詩はどこにあるか(谷内修三の読書日記)

日々、読んだ本の感想。ときには映画の感想も。

水出みどり『声、そのさざなみ』

2010-07-28 00:00:00 | 詩集
水出みどり『声、そのさざなみ』(碧濤舎、2010年07月07日発行)

 水出みどり『声、そのさざなみ』には「声」をテーマにした詩が何篇かある。そのうちの「声について」。ここには、「ふたつの存在」が繰り返し書かれている。

声がさざ波をたてる
その毀れやすい響きを
わたしはけんめいに
遡る

あなたの声の源流
あなたの深奥
やわらかな影につつまれて
母音は眠っていた

 「わたし」と「あなた」。そこに「対」になった「ふたつ」が存在する。「わたし」は「あなた」の声の「源流」を探す。「深奥」を探す。いま、聞こえてきた「声」、耳に届いた「声」は、書かれてはいないけれど「河口」あるいは「海」のような、「源流」の対極にある。そこから「源流」へ遡るとは、「わたし」が「あなた」へと遡ることでもある。
 「声」は「わたし」と「あなた」を強く結びつけるものである。

闇のなかで
子音は鋭く反響していた
答えはない
喉ふかく
はげしい渇望に似て
燃える


 2連目の「母音」、3連目に「子音」。「声」は「子音+母音」から成り立っている。切り離すことのできない「対」としての「ふたつ」。そして「母音」の方は「眠っている」。一方、「子音」の方は「反響」している。目覚めて、暴れ回っている。「反響」とはいっても「答え」がないとすれば、それは孤独な叫びである。
 ここからここに書かれている「声」とは「声」にならなかった「声」であることがわかる。
 「わたし」は「あなた」の「声」にならなかった「声」を探して、「あなた」の「深奥」へと遡ろうとしている。

ひたむきな
呼気と吸気
声帯にふるえる風が
とどかないはるかなものを呼ぶ

 ここにも「呼気」「吸気」という「対」が出てくる。この連で重要なのは、しかし、その「対」よりも「とどかない」であり、「呼ぶ」である。「とどかない」と「呼ぶ」と一見「対」には見えないが、実は「対」である。

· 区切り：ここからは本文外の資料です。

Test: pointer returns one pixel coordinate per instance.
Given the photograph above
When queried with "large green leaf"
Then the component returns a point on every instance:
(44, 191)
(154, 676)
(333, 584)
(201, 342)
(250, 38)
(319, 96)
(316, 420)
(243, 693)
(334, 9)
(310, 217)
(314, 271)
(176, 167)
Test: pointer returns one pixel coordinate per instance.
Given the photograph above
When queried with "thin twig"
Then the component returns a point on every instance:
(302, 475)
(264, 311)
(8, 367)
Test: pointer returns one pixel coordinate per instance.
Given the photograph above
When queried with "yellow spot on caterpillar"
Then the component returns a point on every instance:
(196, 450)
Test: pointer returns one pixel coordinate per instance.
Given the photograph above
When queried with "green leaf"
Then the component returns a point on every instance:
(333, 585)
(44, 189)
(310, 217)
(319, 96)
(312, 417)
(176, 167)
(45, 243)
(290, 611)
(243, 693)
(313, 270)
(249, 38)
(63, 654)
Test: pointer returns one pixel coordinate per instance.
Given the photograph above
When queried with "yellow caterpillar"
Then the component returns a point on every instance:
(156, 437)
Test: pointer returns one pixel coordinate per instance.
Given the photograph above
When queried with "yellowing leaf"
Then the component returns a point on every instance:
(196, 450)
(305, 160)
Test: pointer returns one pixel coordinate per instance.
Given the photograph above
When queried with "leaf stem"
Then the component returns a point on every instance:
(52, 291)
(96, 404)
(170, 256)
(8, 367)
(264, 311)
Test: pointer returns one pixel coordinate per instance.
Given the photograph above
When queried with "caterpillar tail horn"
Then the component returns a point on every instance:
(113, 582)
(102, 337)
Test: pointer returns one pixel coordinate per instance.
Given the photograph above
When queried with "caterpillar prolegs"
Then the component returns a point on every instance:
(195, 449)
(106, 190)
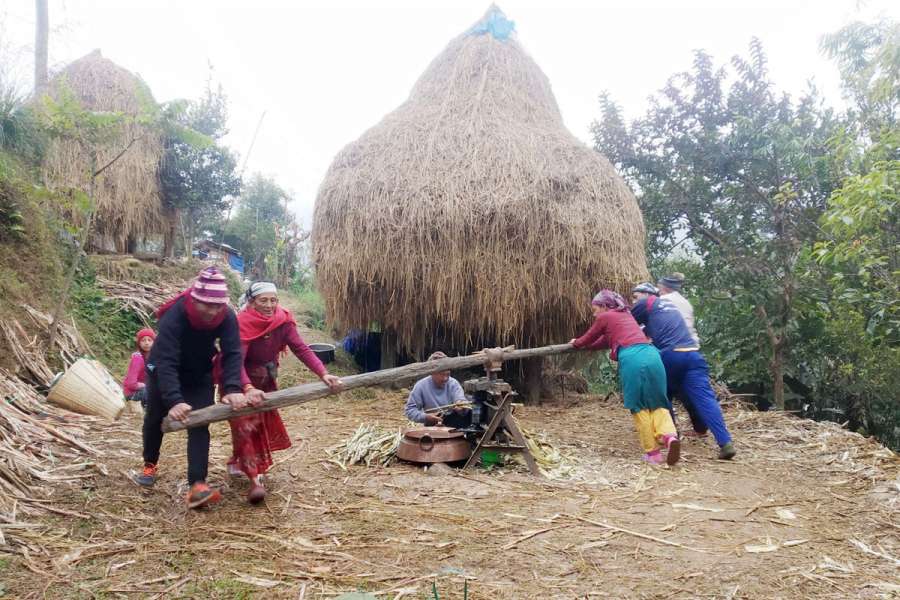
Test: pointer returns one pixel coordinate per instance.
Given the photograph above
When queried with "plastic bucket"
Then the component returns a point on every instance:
(325, 352)
(490, 458)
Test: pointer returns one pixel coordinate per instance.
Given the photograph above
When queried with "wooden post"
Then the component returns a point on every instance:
(388, 348)
(313, 391)
(533, 369)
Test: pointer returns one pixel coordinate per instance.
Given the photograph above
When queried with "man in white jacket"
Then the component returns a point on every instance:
(670, 289)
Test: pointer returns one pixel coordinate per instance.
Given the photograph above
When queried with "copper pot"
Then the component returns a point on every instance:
(433, 445)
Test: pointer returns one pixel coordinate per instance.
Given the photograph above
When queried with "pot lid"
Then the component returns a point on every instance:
(436, 433)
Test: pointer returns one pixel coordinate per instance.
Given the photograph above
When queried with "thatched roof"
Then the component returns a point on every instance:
(128, 201)
(470, 213)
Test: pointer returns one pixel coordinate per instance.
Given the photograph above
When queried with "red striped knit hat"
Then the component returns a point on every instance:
(210, 287)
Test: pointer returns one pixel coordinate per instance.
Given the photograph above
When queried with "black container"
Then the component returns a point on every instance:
(325, 352)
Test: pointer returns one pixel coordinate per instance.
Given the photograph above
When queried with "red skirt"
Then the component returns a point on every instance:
(255, 437)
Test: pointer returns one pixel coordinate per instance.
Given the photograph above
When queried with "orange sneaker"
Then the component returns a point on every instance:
(673, 447)
(148, 475)
(202, 495)
(256, 494)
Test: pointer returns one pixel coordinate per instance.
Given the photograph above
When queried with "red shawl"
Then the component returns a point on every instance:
(254, 324)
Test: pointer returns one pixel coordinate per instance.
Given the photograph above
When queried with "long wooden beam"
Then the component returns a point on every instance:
(313, 391)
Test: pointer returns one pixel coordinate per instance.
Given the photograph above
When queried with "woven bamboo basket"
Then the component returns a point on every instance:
(89, 389)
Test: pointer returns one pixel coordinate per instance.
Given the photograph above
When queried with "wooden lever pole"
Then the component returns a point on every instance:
(313, 391)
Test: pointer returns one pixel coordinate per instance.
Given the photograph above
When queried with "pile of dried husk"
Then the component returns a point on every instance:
(40, 449)
(127, 195)
(470, 215)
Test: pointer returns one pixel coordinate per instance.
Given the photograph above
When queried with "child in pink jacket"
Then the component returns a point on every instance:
(134, 386)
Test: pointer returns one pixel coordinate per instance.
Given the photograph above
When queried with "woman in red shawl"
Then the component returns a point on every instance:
(267, 331)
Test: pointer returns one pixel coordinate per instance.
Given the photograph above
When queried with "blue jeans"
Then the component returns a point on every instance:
(687, 375)
(139, 396)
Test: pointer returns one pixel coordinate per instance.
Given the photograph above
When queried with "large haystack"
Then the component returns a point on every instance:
(470, 214)
(127, 195)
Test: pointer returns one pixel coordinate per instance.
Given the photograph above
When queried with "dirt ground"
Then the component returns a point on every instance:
(806, 510)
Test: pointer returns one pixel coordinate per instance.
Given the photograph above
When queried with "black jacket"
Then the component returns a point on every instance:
(181, 357)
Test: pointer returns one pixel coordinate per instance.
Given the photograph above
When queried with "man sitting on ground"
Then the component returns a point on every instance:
(432, 397)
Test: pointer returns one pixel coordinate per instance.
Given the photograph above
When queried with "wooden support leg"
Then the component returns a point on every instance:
(519, 438)
(489, 433)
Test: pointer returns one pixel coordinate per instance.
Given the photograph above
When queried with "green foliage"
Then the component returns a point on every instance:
(198, 174)
(737, 175)
(65, 117)
(12, 222)
(861, 256)
(21, 140)
(258, 224)
(108, 329)
(311, 303)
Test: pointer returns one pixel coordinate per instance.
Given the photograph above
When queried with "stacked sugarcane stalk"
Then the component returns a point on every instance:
(140, 298)
(30, 350)
(369, 445)
(552, 463)
(39, 447)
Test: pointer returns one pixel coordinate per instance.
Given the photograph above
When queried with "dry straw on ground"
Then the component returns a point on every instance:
(470, 214)
(128, 202)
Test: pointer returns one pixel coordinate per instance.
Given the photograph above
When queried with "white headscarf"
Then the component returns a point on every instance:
(255, 289)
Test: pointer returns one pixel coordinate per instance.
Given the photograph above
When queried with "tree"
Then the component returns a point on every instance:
(41, 37)
(738, 175)
(260, 223)
(198, 179)
(857, 258)
(861, 249)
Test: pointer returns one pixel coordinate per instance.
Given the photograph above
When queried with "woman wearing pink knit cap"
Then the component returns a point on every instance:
(179, 375)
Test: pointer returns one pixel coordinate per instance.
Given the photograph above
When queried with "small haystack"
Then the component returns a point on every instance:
(128, 201)
(470, 215)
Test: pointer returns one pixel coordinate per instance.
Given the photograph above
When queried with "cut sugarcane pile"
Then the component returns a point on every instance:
(41, 448)
(369, 445)
(30, 351)
(140, 298)
(552, 463)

「とどかない」からこそ「こっちへ来い」と呼ぶのである。
 それは「声」になる前の「母音」と「子音」に似ている。ふたつの音は合体して「声」になる。

声はさわる
言葉の襞に
そのぬくもりと
つめたさに
胸の奥に
呑み込んだ声が揺れている

密やかに
砕けた声をひろうものがある

 「声」と「言葉」はどう違うだろう。たぶん「声」が「源流」であり、それが流れをあつめてて大きな川になったとき、その川が「言葉」だろう。
 「言葉」のなかには「声」がいっぱいあつまっている。
 あるいは、こういうべきか。
 「声」とは「胸(こころ)」であり、「言葉」とは「意味」である、と。「意味」の奥には、「意味」になりきれない「こころ」(呼吸、呼気と吸気)がつまっている。それは「意味」の「意味」ではつたえられないものを何とか伝えたいと渇望している。
 「呑み込んだ声」、「言葉」にならなかった「呼吸」。それが「源流」。そして、その「呑み込んだ声」、「言葉」にならずに「砕けた声」を、夜、ひそかにひろう。
 それは誰か。
 「あなた」か。そうではなく「わたし」である。それをひろってんるのが「あなた」であるにしろ、その「あなた」とは、「あなた」の「声」「源流」をそんなふうにとらえなおした「わたし」そのものである。
 「わたし」は「あなた」へとさかのぼりながら、「あなた」そのものに、なる。そのとき「わたし」と「あなた」は「ふたつ(ふたり)」ではなく、「一対」である。「一」である。